In working in solidarity with the Hunger Strikers, people outside prison have had the opportunities to match the creative communication techniques employed by the prisoners and have gained national and international attention and support. In doing this, the voices of the prisoners themselves, along with their families and loved ones have gained a level of recognition that has too often been denied them. As noted above, the amplification of prisoner voices and leadership has widened the arena of discourse for people to make connections between SHUs, political imprisonment, the prison system in general, imperialism, institutional racism, the economy, etc. People working in solidarity with striking prisoners have also been able to make strong international connections. International support and action happened throughout the California Hunger Strike and activists in US were able to highlight hunger strikes that were being led by political prisoners in Colombia and Palestine during the first and second waves of the California strike.

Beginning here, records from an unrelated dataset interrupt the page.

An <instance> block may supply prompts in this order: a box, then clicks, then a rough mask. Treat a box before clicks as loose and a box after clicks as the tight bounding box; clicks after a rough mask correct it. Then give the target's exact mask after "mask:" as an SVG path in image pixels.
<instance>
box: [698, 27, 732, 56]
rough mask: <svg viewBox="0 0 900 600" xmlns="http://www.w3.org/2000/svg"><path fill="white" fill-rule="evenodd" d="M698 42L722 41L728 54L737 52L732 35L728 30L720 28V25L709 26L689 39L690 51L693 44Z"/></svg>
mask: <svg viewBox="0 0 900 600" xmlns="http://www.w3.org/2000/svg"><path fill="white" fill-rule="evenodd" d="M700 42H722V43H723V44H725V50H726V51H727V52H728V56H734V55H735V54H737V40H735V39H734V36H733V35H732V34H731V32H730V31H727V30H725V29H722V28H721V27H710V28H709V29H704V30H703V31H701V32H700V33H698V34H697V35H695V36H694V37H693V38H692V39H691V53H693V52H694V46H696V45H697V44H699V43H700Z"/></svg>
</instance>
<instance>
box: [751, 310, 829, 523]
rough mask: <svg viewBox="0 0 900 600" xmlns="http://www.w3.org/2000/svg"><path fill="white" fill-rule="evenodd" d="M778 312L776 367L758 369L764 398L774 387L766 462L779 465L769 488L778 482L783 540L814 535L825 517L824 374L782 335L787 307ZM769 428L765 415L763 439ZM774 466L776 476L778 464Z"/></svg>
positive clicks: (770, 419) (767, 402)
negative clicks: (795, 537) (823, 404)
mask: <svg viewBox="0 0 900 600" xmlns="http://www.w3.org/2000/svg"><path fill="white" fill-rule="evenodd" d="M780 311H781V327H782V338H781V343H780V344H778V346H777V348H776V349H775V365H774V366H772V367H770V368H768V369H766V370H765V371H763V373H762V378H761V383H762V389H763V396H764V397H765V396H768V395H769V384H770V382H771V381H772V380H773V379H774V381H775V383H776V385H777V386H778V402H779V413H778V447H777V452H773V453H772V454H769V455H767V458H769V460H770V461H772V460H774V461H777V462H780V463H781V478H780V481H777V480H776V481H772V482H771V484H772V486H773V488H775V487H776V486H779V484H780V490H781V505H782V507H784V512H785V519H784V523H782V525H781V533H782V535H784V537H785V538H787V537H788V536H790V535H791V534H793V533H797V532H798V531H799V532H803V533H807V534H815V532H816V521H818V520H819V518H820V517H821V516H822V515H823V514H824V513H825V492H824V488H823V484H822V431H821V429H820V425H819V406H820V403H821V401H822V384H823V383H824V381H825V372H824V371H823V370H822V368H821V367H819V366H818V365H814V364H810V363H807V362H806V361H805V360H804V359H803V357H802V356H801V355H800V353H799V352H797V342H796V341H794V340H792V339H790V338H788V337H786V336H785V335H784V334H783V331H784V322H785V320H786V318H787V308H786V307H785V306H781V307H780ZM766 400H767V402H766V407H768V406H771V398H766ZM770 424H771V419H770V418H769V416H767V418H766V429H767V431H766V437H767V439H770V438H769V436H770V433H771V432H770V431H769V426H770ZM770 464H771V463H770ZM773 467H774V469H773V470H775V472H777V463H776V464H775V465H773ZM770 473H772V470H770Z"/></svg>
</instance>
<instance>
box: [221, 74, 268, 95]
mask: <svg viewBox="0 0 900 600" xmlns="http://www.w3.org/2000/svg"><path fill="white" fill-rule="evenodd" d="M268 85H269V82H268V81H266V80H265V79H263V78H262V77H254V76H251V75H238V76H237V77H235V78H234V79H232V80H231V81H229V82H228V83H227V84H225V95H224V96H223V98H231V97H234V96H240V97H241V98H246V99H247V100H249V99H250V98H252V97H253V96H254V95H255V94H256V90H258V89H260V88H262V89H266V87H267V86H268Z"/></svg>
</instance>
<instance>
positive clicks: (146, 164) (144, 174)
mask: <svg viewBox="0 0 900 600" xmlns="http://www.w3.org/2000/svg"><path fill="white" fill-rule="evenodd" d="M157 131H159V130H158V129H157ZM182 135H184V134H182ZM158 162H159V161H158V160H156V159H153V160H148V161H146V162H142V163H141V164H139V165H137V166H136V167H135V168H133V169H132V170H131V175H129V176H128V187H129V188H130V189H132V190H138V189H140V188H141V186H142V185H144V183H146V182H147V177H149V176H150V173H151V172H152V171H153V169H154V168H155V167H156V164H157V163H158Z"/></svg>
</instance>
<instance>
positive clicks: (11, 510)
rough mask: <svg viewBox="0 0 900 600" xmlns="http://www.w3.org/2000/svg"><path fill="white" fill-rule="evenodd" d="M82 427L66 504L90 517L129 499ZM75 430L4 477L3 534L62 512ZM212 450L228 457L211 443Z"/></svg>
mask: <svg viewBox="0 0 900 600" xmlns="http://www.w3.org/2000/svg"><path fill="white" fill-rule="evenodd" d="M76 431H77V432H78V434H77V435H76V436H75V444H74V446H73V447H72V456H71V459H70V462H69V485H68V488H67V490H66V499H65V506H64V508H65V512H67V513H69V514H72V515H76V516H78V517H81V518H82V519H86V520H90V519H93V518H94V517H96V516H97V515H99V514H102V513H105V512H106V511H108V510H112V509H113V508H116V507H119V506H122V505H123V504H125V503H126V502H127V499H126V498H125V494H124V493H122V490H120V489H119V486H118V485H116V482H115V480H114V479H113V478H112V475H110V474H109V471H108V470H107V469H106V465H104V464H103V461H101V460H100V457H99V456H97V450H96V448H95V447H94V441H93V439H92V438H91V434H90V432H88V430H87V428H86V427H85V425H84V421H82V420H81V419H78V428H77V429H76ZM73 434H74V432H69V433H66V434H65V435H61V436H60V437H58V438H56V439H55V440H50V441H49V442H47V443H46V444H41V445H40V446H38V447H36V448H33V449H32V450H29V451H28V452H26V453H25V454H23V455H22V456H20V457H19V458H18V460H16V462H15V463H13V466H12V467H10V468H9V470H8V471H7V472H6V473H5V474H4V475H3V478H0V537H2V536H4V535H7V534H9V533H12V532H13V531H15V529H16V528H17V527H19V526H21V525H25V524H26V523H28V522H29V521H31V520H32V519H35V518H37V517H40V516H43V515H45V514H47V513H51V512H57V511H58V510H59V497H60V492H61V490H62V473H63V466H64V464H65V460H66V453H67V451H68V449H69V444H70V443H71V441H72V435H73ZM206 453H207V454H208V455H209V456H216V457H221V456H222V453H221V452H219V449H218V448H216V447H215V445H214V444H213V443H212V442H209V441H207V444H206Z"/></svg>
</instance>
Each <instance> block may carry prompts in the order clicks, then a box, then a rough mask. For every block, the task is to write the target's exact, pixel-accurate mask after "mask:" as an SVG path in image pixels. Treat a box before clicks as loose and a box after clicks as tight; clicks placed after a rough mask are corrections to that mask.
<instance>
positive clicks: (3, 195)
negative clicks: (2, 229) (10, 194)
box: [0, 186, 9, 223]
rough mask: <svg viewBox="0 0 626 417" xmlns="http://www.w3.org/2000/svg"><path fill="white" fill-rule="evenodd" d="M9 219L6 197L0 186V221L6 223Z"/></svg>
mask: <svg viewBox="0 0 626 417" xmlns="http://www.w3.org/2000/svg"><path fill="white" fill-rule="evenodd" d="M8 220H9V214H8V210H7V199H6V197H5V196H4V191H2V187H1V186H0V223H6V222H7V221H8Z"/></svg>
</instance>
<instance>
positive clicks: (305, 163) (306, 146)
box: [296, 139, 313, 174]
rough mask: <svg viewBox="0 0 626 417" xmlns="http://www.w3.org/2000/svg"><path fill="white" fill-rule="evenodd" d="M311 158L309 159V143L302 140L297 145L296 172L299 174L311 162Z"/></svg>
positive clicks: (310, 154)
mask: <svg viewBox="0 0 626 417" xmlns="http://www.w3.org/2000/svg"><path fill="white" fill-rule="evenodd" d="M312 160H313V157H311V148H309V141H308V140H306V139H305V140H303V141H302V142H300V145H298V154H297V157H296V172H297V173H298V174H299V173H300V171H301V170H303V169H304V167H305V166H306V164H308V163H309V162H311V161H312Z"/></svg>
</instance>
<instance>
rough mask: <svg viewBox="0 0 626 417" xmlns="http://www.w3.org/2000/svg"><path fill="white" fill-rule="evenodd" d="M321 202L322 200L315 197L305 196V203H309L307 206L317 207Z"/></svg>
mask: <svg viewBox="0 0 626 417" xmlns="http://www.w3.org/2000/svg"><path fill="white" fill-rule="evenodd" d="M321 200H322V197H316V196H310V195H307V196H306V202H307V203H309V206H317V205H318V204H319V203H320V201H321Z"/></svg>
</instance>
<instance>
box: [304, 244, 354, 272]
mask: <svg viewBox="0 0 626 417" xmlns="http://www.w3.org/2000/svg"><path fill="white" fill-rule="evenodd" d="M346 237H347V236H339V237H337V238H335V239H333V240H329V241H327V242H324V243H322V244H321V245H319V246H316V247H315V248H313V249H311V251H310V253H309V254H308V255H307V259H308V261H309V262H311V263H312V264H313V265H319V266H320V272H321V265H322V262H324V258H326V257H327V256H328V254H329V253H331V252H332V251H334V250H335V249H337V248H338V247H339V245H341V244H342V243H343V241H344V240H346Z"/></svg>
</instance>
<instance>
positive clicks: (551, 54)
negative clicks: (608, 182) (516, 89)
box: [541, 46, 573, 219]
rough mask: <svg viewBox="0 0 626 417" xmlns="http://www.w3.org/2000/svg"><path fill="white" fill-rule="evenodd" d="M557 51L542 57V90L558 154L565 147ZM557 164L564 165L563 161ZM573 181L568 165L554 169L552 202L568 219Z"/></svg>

While invigorating, galvanizing, and inspiring lessons can be drawn from the abilities of prisoners to organize under some of the most horrendous conditions and in the wider political moment, there is still much work to be done in working with them to win their demands. At the same time, there is much potential in the connections being made between prisoners and those on the outside, the connections made across multiple points of oppression and struggle, and an overall historical understanding of this political moment. The power of these connections will surely blossom as they are used to push forward even stronger organizing work. With the contradictions of capitalism and racism getting deeper and deeper, as state repression breeds more and more resistance, and as communities—inside and outside prison—become more and more ignited, the moment seems to hold potential for some serious and thoroughgoing change.